Yeah... good example... not.


----------



## MacDoc (Nov 3, 2001)

Care to defend that it's not.??

We may make ethical choices about destroying other life for our own benefit but offloading the responsibility on religious tomes is a cop out and smacks of unwillingness to take responsibility.


----------



## SINC (Feb 16, 2001)

MacDoc said:


> ..and women chattels...


Ah Geez, give us a break, "OH LEARNED ONE".

I tire of the crap you continue to spew. My "chattel" of 42 years as you call her, is much brighter than you. Just put a cork in it.

By the way, how did YOUR marriage work out?


----------



## guytoronto (Jun 25, 2005)

Lars said:


> Unless you believe animals are on this earth for human consumption purposes...

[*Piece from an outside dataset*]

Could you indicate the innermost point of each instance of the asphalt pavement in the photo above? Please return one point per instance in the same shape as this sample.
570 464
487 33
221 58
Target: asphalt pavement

That would imply some belief in a higher power, creationism, etcetera.

Nah, we just evolved this way. Our teeth prove it. We humans are designed to eat meat. We are predators.

As for Burger King and their plans, all the power to them. Don't think for a minute they are doing it out of good will to nature and all that. It's purely a marketing ploy.


----------



## GratuitousApplesauce (Jan 29, 2004)

Lars said:


> Unless you believe animals are on this earth for human consumption purposes...


Not sure what your point is here Lars, so I will explain what I was trying to say in case it was misunderstood.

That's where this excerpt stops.